Harold Love, who stood next to the mayor when he made the announcement on the release of the video to the public said, “…I stood with Mayor Briley at his press conference in hopes that after the release of the video where Daniel Hambrick was shot and killed that there would be given full support of the Community Oversight Board proposed to be on the ballot this November. Additionally I believed there would be an outline of new policy for better policing of communities of color. Unfortunately that did not happen.”
Rep.

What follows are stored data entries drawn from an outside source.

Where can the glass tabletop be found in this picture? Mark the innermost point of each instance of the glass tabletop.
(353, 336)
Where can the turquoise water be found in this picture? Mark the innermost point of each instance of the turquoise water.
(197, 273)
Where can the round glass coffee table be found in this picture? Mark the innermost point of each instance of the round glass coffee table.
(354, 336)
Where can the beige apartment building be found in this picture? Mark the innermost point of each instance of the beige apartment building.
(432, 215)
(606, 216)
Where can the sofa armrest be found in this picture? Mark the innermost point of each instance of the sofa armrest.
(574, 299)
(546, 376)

Love calls for the reevaluation of MNPD leadership and calls on Briley to give his full support of the Community Oversight Board saying that “It is time for the Mayor’s office to tak ea top-down approach….”

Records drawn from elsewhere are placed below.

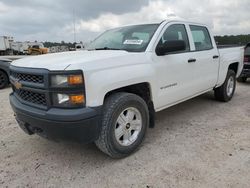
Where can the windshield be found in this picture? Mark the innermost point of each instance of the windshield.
(131, 38)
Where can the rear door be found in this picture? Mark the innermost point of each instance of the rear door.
(206, 58)
(176, 71)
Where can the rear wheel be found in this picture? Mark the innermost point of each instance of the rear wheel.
(3, 79)
(242, 79)
(124, 124)
(226, 91)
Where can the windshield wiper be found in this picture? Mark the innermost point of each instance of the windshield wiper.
(107, 48)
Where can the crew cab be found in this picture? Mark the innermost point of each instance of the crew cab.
(109, 93)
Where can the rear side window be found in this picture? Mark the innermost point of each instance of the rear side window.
(175, 32)
(247, 51)
(202, 40)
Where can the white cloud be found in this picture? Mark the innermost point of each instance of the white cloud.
(223, 16)
(53, 20)
(3, 8)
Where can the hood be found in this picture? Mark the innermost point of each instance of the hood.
(79, 60)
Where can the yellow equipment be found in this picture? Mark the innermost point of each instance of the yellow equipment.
(36, 50)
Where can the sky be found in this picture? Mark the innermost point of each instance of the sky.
(47, 20)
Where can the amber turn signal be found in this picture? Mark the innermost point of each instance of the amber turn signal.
(77, 99)
(75, 79)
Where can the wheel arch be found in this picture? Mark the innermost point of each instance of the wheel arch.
(144, 91)
(5, 72)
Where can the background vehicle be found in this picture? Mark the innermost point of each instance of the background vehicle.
(37, 50)
(246, 68)
(79, 46)
(109, 93)
(4, 73)
(5, 45)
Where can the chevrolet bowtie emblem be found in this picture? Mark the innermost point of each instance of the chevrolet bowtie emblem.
(17, 84)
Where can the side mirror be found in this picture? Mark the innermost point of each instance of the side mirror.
(170, 46)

In his address before the city upon the release of the video, Mayor Briley admitted to having some misgivings about Community Oversight Now’s proposal for a community oversight board and called for working with the Policing Project to achieve more police accountability and to guide how the city is policed.

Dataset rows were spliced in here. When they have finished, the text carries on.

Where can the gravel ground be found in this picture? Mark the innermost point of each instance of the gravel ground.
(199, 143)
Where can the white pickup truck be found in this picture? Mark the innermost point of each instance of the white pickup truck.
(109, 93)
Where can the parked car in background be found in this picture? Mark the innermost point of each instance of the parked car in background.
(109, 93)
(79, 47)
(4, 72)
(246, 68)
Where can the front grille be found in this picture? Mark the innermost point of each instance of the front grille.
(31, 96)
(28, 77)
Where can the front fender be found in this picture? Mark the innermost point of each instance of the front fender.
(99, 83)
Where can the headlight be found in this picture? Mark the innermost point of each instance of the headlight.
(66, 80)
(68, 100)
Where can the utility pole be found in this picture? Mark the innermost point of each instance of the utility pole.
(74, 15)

Many feared that the mayor’s office was planning to use the Policing Project to prevent the formation of a citizen’s oversight board, but Briley says that it is something that will work with a community oversight board.
“From my perspective, I look at them as complements to each other,” Briley said. “We need a broad consensus in our community about how to proceed and I think the Policing Project will help with us on that.”
Briley admitted that he was reluctant to express any misgivings about the current community oversight proposal.
“I’ve been saying for months that I believe there ought to be community oversight over the police department,” he said. “I didn’t want to get in the way of what Community Oversight Now is doing in trying to get theirs on the ballot, so I felt it was probably best for me to keep my mouth shut.”
However, upon being asked again and again, he felt that he had to weigh in.
According to Briley, he has three concerns about Community Oversight Now’s plan.
“First I don’t think we ought to be budgeting through charter amendments,” he said. “[Community Oversight Now’s plan] has a provision in it that sets a specific budget. That ought to be up to the council each year to set the budget.”
Second, Briley feels that there needs to be more of a “conversation as a community” so that there will be more of a “buy in” to the organization. Third, Briley says that he wants to make sure that whatever we do as a community is not going to prompt an overreaction from the state legislature.
The mayor also feels that the Policing project coming to Nashville is not contradictory of the ‘Driving While Black” report released by Gideon’s Army, but is an acknowledgement of it.
Briley said that the city needs to “get past conflict on that issue and identify the weaknesses [to] focus on some solutions and make progress in terms of keeping ourselves safe and treating highly policed communities with respect and dignity. We need to follow up on their work with a neutral academic open assessment about what the police department is doing.”
Briley said that Nashville needs to “look into and change the way we do policing,” but that he is not keen on replacing Police Chief Anderson.
“My obligation is to make sure that the police force is operating in the best possible way both to provide public safety and to protect the communities where we have a more high intensity policing,” he said. “I’ve asked the chief to acknowledge that and to work with me to make sure we implement the changes to make sure that’s the case through working through community groups and focusing on the Policing Project. I think we are going to get there as long as the chief follows through on commitments he’s made to me to improve the quality of policing in the town and to eliminate some of the issues we currently have with it. I’ll stick with the chief.”
As for figuring out those changes, Briley maintains that the Policing project is the key.